A este propósito, há que ter em conta as seguintes instruções administrativas com referência a Ofício-Circulado n.° 15309/2014, de 10.11.2014, Oficio Circulado n.° 15327/2015 de 09.01.2015 e a Circular n.° 8/2005 de 27.07.2015 (que revoga o Oficio-Circulado n.° 15309/2014):

"4.Para este efeito, na declaração aduaneira de exportação, para além da fatura comercial do exportador (OE-COM), é necessário que seja identificado o vendedor nacional (OS-P7) e a sua fatura comercial, o que deverá ser feito da seguinte forma na Casa n.º 44:

Código n.º 380;

Referência: N.º da fatura do OE-PT;

Data de emissão: Data de emissão do OE-PT;

Tipo de entidade emissora:4;

Entidade emissora: Número de Identificação Fiscal do OE-PT;

5. Na sequência da certificação de saída, cabe à pessoa que entregou a declaração aduaneira de exportação entregar ao OE-PT o documento aduaneiro apropriado para efeitos de comprovação de isenção do IVA exigida pelo artigo 29. º, n.º 8 do CIVA;"

 

Circular n.º 8/2015_ge 27 de julho do Gabinete do Diretor-Geral

"3.2 Adquirente com sede, domicílio ou estabelecimento estável ou um registo para efeitos de IVA noutro Estado-Membro da UE (EU-COM).

Neste caso, o direito de propriedade é transferido, no território nacional, de um OE-PT para um sujeito passivo não residente e sem registo, para efeitos do IVA, em Portugal mas com sede ou estabelecimento noutro Estado-Membro (OE-COM) o qual determina que as mercadorias se destinam a ser expedidas para fora do TAC a partir de Portugal.

A legislação IVA prevê a isenção prevê a isenção do imposto na transmissão de mercadorias, quando a expedição ou transporte das mesmas para fora do TAC é efetuado pelo:

(...)

b) OE-COM "adquirente" ou por um terceiro por sua conta - "exportação indireta", ao abrigo na alínea b), do n.º 1 do artigo 14.º do CIVA.

Nestes casos, as mercadorias são colocadas à disposição do OE-COM "adquirente" no território nacional, ficando a expedição e transporte das mercadorias para fora do TAC a seu cargo.

Quem é o exportador?

O exportador é o OE-COM "adquirente", conforme prevê o 788. º, n.º 1, das DACAC, pois tem o direito de propriedade sobre as mercadorias e o direito de dispor das mesmas por força de, contratualmente, lhe caber a responsabilidade pela expedição e transporte das mesmas para fora do TAC.

 

Comprovação da Transmissão isenta

A declaração aduaneira de exportação é entregue pelo OE-COM ou por um terceiro por sua conta.

Para efeitos de comprovação da transmissão isenta:

O OE-PT deve por força do n. º 8 do artigo 29. º do CIVA, ter na sua posse a certificação de saída que se materializa no documento «Certificação de saída para o fornecedor nacional», e o OE-COM tem ao seu dispor a certificação de saída a qual se materializa no documento - «Certificação de saída para o expedidor/exportador."

 

A circular n.º 8/2015, remete para os anexos ao Oficio-Circulado n.º 15/327 de 09-01-2015, onde são definidos quais os DOCUMENTOS DE AUTORIZAÇÃO E CERTIFICAÇÃO DE SAÍDA, nomeadamente, nos anexos 3 e 5, onde constam os modelos dos documentos para a Certificação de Saída para o Expedidor/ Exportador e a Certificação de Saída para o Fornecedor Nacional, respetivamente.
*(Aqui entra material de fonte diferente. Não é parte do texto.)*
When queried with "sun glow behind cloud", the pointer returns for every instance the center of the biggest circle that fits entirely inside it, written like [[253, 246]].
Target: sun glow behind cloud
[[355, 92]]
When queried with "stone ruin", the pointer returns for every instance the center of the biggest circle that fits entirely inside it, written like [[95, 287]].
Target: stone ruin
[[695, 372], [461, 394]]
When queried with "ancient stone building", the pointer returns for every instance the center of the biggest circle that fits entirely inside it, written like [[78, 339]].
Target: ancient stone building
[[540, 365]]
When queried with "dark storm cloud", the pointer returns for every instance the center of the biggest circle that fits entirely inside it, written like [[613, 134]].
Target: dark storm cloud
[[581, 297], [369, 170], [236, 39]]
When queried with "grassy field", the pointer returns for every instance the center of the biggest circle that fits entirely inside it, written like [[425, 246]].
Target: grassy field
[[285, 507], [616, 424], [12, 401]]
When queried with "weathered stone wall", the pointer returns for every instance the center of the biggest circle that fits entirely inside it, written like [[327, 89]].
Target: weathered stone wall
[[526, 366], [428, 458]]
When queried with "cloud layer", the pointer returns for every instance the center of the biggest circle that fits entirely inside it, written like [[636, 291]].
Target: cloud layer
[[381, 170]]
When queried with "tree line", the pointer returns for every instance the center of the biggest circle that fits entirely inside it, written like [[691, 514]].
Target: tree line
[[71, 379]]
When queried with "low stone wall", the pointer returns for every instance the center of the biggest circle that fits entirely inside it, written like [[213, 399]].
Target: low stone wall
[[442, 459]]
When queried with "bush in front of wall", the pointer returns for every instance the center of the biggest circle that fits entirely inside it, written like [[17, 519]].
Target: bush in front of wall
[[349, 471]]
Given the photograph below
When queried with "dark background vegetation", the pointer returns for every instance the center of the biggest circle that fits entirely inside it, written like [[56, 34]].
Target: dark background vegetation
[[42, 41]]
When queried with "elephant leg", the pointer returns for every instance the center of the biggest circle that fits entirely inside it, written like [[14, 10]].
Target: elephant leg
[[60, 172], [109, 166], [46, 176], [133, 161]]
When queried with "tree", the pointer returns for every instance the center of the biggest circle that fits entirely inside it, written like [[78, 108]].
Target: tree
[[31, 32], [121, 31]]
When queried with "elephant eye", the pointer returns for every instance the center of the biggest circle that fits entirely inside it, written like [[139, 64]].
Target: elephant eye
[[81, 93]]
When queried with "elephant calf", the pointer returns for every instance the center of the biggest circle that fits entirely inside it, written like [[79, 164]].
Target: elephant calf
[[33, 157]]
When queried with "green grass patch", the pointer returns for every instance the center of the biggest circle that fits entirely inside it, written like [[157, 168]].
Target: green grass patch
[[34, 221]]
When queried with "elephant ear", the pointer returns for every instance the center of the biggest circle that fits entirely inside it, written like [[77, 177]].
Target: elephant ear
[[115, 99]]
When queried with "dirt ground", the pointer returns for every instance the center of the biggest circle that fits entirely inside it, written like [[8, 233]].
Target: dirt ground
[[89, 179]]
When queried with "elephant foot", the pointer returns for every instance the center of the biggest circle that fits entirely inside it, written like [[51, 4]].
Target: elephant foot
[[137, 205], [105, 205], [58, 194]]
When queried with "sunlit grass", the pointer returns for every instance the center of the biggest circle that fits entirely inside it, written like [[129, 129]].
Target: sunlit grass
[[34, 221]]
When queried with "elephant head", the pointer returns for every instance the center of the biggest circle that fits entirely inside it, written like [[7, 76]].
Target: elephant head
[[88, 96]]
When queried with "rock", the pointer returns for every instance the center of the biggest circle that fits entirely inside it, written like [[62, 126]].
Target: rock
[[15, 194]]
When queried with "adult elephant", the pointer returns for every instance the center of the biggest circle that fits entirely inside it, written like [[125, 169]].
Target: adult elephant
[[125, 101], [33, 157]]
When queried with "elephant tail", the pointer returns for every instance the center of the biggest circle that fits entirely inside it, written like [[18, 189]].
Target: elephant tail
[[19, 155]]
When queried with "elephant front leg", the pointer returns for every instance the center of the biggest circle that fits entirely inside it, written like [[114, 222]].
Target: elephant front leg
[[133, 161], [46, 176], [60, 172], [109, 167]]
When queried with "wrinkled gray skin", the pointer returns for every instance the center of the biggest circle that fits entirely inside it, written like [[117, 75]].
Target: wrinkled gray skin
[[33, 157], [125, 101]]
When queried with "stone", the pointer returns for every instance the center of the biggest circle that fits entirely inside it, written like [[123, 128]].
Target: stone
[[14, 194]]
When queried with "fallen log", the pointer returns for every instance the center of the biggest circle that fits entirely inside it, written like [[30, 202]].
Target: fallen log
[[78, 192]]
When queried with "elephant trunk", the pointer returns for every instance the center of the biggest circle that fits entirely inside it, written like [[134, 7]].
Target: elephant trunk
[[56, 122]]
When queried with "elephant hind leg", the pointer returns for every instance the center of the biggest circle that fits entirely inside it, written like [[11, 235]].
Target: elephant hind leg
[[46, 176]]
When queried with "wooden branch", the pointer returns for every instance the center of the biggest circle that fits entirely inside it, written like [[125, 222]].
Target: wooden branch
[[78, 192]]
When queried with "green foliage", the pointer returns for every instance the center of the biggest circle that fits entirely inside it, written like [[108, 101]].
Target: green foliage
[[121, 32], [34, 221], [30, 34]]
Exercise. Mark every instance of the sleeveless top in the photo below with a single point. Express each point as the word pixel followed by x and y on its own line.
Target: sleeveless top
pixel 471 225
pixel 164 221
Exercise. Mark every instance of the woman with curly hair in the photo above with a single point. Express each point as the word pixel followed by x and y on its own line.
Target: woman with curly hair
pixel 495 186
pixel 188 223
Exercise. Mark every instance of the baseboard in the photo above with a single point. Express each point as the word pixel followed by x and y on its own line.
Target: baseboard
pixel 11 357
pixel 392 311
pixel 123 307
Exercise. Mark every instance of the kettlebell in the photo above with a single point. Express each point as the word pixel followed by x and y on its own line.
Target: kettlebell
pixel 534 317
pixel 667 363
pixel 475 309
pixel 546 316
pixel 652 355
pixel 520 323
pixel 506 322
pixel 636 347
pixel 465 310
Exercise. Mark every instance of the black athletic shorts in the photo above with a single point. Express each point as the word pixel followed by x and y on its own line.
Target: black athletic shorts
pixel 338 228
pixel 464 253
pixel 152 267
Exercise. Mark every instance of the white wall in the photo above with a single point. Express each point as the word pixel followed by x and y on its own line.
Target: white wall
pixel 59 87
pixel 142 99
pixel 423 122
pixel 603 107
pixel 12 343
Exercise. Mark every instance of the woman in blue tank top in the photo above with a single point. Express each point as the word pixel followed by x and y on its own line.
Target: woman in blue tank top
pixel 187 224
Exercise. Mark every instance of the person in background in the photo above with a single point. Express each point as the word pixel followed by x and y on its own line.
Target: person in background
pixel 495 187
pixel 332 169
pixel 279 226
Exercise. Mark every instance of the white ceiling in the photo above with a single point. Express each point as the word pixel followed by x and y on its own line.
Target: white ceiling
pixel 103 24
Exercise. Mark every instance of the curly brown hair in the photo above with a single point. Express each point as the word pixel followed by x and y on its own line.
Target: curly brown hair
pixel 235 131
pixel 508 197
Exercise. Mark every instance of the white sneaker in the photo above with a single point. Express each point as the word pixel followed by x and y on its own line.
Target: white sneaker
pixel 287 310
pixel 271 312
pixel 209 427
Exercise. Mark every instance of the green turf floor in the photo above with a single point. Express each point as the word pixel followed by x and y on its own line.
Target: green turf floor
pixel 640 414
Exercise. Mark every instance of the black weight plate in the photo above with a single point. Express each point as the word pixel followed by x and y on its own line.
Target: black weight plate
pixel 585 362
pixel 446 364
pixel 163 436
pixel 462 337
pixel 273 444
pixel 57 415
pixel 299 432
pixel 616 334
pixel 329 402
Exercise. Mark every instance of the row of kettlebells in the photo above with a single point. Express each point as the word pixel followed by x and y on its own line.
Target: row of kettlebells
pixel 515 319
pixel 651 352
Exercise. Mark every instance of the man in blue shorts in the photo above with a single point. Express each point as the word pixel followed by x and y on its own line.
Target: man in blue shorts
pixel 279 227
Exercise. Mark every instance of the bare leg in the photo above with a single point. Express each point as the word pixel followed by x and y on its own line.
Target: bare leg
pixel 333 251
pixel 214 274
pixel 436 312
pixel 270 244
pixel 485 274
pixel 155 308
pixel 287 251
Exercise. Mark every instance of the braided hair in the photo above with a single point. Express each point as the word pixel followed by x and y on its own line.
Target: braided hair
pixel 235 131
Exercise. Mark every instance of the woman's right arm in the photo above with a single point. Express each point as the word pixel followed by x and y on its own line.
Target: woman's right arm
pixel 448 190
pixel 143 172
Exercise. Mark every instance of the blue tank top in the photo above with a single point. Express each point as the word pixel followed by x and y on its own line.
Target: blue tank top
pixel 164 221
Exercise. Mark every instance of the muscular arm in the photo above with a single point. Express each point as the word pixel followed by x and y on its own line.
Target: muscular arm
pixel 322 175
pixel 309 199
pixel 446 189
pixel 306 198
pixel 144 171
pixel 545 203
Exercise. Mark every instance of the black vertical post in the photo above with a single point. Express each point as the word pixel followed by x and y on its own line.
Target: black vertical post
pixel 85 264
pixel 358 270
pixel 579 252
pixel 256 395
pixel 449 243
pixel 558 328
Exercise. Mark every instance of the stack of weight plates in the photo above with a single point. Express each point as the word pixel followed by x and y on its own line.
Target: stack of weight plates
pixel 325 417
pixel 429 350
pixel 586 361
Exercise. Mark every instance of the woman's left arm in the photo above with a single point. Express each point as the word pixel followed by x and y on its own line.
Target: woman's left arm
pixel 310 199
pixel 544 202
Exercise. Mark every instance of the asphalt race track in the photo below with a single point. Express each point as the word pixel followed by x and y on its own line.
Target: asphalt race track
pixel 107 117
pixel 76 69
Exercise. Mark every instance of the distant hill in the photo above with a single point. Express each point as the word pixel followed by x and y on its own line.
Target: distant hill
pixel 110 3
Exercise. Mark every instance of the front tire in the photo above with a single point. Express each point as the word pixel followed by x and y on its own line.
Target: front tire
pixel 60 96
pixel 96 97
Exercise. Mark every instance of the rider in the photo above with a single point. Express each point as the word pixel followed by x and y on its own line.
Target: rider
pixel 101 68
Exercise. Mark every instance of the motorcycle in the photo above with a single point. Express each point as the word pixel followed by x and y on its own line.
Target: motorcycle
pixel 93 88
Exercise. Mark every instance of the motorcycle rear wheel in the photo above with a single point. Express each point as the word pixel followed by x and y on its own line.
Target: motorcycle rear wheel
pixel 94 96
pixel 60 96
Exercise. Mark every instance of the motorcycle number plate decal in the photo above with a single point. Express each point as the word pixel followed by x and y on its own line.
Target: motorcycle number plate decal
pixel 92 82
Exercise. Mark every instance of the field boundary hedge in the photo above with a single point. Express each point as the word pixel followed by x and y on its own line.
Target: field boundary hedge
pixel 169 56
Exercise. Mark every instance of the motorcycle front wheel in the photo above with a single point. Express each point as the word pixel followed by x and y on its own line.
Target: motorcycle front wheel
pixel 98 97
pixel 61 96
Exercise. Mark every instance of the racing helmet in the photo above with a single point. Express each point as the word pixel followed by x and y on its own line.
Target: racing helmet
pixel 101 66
Estes documentos, são os documentos apropriados, exigidos por força do n. 8 do artigo 29.° do CIVA para comprovar a exportação, conforme prevê a Circular 8/2015.

O SP, facultou também as cartas de porte assinadas pelo armazém de exportação, que é gerido pela K... pela L... . Contudo nestas, apenas consta a informação que consta na Certificação de Saída para o Exportador, não constando nestas, qualquer referência à A..., nem permitindo concluir de forma inequívoca que se trata das mesmas mercadorias.

O SP informou-nos que solicitaram a alteração dos documentos alfandegários, por forma a incluir a A... nestes:

"...o nosso requerimento para alteração dos documentos alfandegários deu entrada na Alfândega de Lisboa com os seguintes números de entrada:

• 2022... - para as exportações no período entre Janeiro 2019 e Junho 2019

• 2022... - para as exportações no período entre Julho 2019 e Setembro 2019

• 2022... - para as exportações no período entre Setembro 2019 e Julho 2020

Após sucessivos pedidos de informações sobre o nosso requerimento, e apesar da maioria das exportações se encontrarem dentro do prazo legalmente previsto para serem alterados, obtivemos a seguinte resposto pelo Diretor de Alfândega ...:

"a matéria em apreço encontra-se em análise pela Direção de Serviços do Imposto sobre o Valor Acrescentado (dsiva@at.gov.pt), estando esta Alfândega a aguardar esse parecer, para proceder em conformidade."

O Decreto-Lei que salvaguarda a alteração dos documentos alfandegários é o Artigo 173° do Código Aduaneiro da União (CAU) e estipula um prazo de 3 anos para este efeito, a contar da data de aceitação da declaração aduaneira.

(...)

Tendo em conta o exposto, analisaram-se todos os documentos de exportação, no sentido de atestar o cumprimento do disposto no n.° 8 do artigo 29.° do CIVA e das instruções administrativas acima referidas.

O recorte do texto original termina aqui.